Stars are dynamic self-regulating systems each powered by a huge, nuclear fusion reactor in their core. Considering their size and the number of variables in play, their dynamism, reliability and stability are truly remarkable. Having said that though, there is always a certain inherent instability, some stars more unstable than others. Our sun happens to be quite stable with a mild, eleven-year cycle of variability. Currently, we’re approaching solar minimum and thus we observe fewer outward manifestations of the sun’s internal activity. Observed solar activity such as sunspots, solar flares and prominences are all a measure of the sun’s internal dynamics and energy output. The more outwardly quiescent the sun is, the less active the sun is internally.

Million-degree gas produces X-rays; solar flares, short-lived and temporal, are often associated with sunspots, cooler regions of the sun’s photosphere resulting from magnetic anomalies that cause a breach in energy transmission from the solar interior; simply put, solar flares are the energy released by super-heated gas in the solar interior and are channeled via the conduit created by the magnetic breach of the solar photosphere, the upper layer of the sun. They emit energy in the visible, ultraviolet, X-ray and gamma-ray regimes of the electromagnetic spectrum. The X-rays and gamma-rays, being of the highest energy, are associated with localized, super-heated gas beneath the solar photosphere and were the cause of the subject flare.

Quite unexpectedly the sun hasn’t behaved in a manner consistent with a star approaching minimum output during its cycle of variability. On 6 September, the sun unleashed an extraordinarily powerful flare given that we’re approaching solar minimum, the most powerful flare in a decade and a flare whose magnitude was almost 10 times stronger than the previous X-class flare observed only hours earlier. The flare was so powerful that satellite and radio communications were interrupted and it took 8 hours for the earth’s ionosphere to recover from the ionization caused by the flare as demonstrated by the following image. Produced by a local university’s space weather monitoring station, secondary M-Class flares are observed interspersed over the day during the ionosphere’s recovery.

Ionospheric response vs time of the 6 September, 2017 x9.3 solar flare. Note the sharp spike associated with the X9.3 marker and the slow rise (recovery) of the ionosphere by sundown (the downward arrows on the right side of the image). Prior to sunrise, an X2.2 solar flare occurs. At night, the ionosphere is quiet as suggested by random fluctuations in its ionization levels.
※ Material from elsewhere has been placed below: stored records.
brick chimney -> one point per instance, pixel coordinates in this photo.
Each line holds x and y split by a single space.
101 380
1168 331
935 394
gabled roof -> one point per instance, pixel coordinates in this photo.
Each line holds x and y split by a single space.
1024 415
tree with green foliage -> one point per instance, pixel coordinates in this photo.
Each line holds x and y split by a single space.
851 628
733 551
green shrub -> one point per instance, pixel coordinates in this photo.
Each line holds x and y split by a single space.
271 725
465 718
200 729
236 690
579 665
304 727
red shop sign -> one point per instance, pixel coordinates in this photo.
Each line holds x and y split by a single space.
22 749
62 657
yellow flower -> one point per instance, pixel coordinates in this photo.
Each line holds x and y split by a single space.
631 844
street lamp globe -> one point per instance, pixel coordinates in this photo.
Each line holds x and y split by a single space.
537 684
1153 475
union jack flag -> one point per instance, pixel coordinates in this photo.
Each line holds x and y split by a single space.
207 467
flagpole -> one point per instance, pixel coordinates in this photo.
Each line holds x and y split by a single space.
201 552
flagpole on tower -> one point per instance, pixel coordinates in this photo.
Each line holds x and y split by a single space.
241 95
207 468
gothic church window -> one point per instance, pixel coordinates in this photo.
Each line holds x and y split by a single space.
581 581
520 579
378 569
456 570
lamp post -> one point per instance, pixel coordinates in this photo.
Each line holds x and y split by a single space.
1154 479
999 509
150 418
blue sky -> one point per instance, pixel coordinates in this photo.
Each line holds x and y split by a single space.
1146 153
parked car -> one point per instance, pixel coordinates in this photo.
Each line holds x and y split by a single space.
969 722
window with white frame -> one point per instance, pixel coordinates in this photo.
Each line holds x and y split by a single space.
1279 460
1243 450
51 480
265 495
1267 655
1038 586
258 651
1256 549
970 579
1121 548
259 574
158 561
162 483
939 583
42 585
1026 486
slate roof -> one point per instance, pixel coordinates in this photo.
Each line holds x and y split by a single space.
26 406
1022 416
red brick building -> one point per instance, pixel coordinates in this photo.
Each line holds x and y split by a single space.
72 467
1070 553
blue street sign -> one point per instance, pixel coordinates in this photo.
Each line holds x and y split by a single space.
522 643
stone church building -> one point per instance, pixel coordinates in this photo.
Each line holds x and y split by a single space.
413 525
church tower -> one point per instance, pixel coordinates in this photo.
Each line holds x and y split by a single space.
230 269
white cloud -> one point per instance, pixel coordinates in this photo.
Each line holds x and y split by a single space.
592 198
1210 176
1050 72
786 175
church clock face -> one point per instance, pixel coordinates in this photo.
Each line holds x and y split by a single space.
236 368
Clearly, there is much we don’t understand about the sun, a middle-aged star that formed over 4.5 billion years ago along with its family of planets. It is known however that, as stars age, their variability increases; or maybe this flare is just a statistical anomaly. In any case, more study is warranted and, consistent with that directive, this summer NASA will launch humanity’s first mission to “touch the sun“, a probe whose orbit will consistently bring it to within 6.4 million kilometers of the sun’s photosphere or 10 times closer to the sun than Mercury! Unlike Icarus though, the Parker Solar Probe‘s wax won’t melt.